Apple Vision Pro’s battery has an enormous energy capacity.
Thee Apple Vision Pro unboxing and review embargo was yesterday. The first reviews are already out, and the unboxings have revealed Vision Pro’s battery capacity.
Apple Vision Pro has a 35.9Wh (watt-hour) external tethered battery. For comparison, Quest 3 has a 18.88Wh internal battery and Quest 2 has a 14Wh internal battery, while Quest Pro has a 20.58Wh battery behind its rear padding.
You may have already heard Vision Pro’s battery cited in mAh (milliampere-hours). It’s 3166 mAh, smaller than Quest 3’s battery, which is 4879 mAh. So how can this be? The trick is that mAh is only a valid way to compare batteries with the same voltage output. But Quest 3’s nominal voltage is 3.87V, while Apple Vision Pro’s is 13V. Because of the different voltages, the normalized way to compare battery energy capacity is watt-hours.
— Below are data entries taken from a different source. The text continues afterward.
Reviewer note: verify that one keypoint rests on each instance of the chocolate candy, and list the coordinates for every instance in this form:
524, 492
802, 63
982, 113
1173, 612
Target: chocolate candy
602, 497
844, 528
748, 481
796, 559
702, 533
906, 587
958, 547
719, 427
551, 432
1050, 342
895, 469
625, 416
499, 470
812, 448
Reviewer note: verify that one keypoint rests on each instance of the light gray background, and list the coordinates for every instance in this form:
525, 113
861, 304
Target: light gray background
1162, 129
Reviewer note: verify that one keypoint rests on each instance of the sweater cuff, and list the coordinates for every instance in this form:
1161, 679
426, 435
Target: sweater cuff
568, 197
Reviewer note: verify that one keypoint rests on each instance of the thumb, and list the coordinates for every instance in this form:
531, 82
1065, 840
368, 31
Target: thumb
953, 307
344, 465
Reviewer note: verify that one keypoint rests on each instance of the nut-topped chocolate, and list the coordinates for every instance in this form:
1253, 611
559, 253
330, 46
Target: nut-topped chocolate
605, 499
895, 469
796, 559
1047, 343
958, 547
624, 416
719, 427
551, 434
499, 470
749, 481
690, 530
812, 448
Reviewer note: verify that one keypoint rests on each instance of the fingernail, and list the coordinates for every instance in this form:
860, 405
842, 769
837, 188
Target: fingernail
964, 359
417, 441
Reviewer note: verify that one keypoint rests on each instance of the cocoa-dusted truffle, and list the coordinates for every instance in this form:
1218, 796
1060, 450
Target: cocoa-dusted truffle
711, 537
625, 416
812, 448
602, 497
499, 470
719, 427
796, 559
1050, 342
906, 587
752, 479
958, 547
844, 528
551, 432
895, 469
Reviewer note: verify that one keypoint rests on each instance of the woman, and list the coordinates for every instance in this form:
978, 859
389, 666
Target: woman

Location | Capacity | Weight | |
Apple Vision Pro | Tethered | 35.9Wh | 353g (incl housing) |
Meta Quest Pro | Rear Padding | 20.58Wh | 104g |
Pico 4 | Rear Padding | 20.4Wh | ~100g |
Meta Quest 3 | Visor | 18.88Wh | 69g |
Meta Quest 2 | Visor | 14Wh | 63g |
While it was initially assumed that Vision Pro used an external battery to reduce the headset’s weight, it seems clear now that its true purpose is to support higher performance but more power-hungry computing hardware.
Even with the battery being external Vision Pro weighs 600-650 grams, notably more than the 515 gram Quest 3. And Quest 3’s internal battery is only responsible for 69 grams of that weight. Yet both headsets have the same roughly 2 hour battery life.
It’s conceivable that Apple could have integrated a battery of a similar size as Quest 3 and used an A-series chipset from its iPhones with a relatively negligible net weight penalty. But it didn’t. Instead, Vision Pro features the 10-core GPU variant of the M2 chipset alongside a dedicated R1 coprocessor for handling the headset’s plethora of sensors. This enables Vision Pro to deliver roughly twice the performance of Quest 3, and video passthrough free of the distortion that plagues Meta’s solution. But the tradeoff is that it requires a much larger battery – too large to fit in the visor.
In effect, Vision Pro’s battery architecture was chosen to deliver on Apple’s performance targets, not to enable a lighter headset. Whether Apple continues that strategy with future models will depend on its priorities for the future of Vision: will it want to keep pushing performance as far as possible, or prioritize getting rid of the external battery?